I want to take the time to laugh. Not to share something of vital significance to the community or to overload you with inane rambling about how this can be a better town. We all know what needs to be done … it’s just a matter of doing it. Sure, every so often I’ll feel the need to write something just to serve as a reminder of those things, or perhaps a commentary on a particular situation or story we’ve been covering, but right now I just want to laugh, and providing me with that laughter this week was Lieutenant Martin Morales of the San Benito Police Department.
As many of you who know me are aware, I often enjoy a good cackling laugh if the mood strikes. It struck this week after I saw so many people slip and fall as they attempted to walk on the icy streets. Not that I get a kick out of other people’s mishaps, but it’s funny to me being that I’m just as clumsy. I often compare other tumbles with mine and rank them accordingly. Still, no one has been able to match my epic fall that occurred during Tropical Storm Hermine in September of 2010, when I was at a local gas station and stepped outside the convenience store to pump gas and … POW! I hit the ground hard and almost successfully performed a split! Trust me, my weight and posture considering … it was hilarious.
But I digress. I already had the giggles on Friday after a co-worker slipped (it was great, you should have seen it), but I nearly fell over laughing when the lieutenant returned my phone call. We talked about the number of accidents in the city the last couple of days as a result of the freeze, and then we talked about the highway closing. I asked how that went since local law enforcement often stand with their police unit and block the on-ramps until crews with the Texas Department of Transportation (TxDOT) arrive with barriers. No matter, because in true San Benito fashion, people still tried to get on the highway.
Now here’s the funny part. There’s Morales, standing in front of his car not allowing anyone on the highway near the Sam Houston entrance, and sure enough there were folks who tried to creep around the lieutenant, as if he and his car were invisible, in an attempt to sneak by him by finding room to drive around the man-made barricade. Morales waved his hands dramatically to let them know, “Hey, I’m right in front of you and can see what you’re trying to do.” Again, it mattered not. These were San Benito people, and they had their mind set on getting on the highway.

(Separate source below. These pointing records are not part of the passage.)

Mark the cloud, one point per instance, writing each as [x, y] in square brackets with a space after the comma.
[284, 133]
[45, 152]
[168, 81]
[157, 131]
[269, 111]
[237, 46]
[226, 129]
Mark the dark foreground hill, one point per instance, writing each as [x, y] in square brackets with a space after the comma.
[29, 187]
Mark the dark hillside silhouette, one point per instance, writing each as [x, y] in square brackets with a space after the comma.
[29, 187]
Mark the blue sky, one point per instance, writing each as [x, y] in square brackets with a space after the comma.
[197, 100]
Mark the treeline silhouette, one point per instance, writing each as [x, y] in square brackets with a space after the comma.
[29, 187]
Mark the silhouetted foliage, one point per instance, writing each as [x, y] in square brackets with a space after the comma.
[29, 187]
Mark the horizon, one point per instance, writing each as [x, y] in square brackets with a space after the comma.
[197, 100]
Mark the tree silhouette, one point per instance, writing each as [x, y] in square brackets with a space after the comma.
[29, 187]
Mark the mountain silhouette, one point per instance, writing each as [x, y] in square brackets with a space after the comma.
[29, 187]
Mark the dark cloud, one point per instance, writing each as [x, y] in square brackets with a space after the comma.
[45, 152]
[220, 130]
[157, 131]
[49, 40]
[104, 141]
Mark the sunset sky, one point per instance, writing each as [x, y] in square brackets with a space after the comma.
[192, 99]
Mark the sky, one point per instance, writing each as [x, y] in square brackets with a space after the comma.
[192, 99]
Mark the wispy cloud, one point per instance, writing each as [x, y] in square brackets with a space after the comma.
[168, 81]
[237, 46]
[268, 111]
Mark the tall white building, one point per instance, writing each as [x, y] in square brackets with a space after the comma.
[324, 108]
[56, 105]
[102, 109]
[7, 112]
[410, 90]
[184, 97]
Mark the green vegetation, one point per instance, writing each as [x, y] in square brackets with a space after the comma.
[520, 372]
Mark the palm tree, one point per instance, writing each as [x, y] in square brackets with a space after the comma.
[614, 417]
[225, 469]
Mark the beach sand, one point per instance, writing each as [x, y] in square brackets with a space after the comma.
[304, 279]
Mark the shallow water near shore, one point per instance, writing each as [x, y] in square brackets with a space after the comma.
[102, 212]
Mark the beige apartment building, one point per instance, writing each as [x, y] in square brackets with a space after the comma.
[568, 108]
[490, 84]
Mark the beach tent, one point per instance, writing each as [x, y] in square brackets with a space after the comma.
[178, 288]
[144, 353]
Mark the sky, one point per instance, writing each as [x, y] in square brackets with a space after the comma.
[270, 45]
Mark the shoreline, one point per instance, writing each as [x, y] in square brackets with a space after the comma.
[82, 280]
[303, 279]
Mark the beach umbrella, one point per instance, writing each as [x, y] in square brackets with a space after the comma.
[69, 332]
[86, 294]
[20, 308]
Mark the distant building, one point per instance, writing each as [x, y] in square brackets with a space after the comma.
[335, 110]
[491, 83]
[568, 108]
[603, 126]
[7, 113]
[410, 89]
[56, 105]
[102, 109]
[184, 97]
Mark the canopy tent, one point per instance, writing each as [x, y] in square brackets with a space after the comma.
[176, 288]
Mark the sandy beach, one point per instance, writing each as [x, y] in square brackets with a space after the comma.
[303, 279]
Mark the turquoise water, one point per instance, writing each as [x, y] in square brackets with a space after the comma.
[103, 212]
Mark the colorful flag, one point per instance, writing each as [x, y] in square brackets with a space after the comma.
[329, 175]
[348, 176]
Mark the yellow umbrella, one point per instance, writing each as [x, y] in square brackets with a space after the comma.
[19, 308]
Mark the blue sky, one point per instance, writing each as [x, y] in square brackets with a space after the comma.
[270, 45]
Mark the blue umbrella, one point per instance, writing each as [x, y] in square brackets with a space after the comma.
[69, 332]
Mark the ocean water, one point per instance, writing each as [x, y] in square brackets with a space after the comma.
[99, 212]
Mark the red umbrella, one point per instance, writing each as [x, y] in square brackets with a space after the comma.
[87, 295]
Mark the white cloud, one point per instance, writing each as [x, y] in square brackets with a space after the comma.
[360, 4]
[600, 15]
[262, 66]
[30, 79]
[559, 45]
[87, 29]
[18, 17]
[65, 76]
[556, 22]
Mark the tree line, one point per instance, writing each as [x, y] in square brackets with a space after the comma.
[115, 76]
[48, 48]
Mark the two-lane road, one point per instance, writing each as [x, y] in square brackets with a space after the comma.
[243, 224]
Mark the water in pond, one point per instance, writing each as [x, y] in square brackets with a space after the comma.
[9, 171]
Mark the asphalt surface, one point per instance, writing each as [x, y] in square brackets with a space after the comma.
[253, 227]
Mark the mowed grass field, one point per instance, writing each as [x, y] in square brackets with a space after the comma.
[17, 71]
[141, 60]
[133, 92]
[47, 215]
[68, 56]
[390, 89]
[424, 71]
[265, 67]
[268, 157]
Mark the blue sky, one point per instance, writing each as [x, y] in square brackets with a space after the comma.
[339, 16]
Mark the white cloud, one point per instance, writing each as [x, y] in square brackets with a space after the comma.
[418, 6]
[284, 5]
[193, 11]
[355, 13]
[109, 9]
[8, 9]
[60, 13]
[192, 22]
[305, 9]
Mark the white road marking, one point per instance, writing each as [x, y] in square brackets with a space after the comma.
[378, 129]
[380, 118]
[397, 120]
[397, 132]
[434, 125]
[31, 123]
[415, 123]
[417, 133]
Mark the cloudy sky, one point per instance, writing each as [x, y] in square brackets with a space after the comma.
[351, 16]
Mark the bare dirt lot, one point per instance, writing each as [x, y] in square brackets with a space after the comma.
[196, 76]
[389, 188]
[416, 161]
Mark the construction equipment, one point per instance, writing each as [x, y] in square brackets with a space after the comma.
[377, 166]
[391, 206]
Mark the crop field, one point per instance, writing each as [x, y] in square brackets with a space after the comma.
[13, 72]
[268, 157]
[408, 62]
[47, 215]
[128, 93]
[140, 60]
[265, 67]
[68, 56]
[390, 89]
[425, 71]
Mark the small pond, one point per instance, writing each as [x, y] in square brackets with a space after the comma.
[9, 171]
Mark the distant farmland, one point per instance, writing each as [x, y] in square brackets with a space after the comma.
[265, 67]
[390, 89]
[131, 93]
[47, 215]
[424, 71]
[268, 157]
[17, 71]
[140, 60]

Some demanded explanations, others actually waved their hands in that really dumb way … you know what I’m talking about, when someone sticks their arm out of their car window and gestures wildly yet lacks the intestinal fortitude to flip the bird.
Ahh … San Benito, I love you.
What can one expect though from people who are so busy? After all, schools were closed, most businesses were staffing skeleton crews, and authorities were quite clear in recommending that folks stay in. Perhaps all this coupled with a police lieutenant and his vehicle blocking the entrance to a highway that was prohibited from use at the time wasn’t enough to send the message that … hey, the roads are frozen!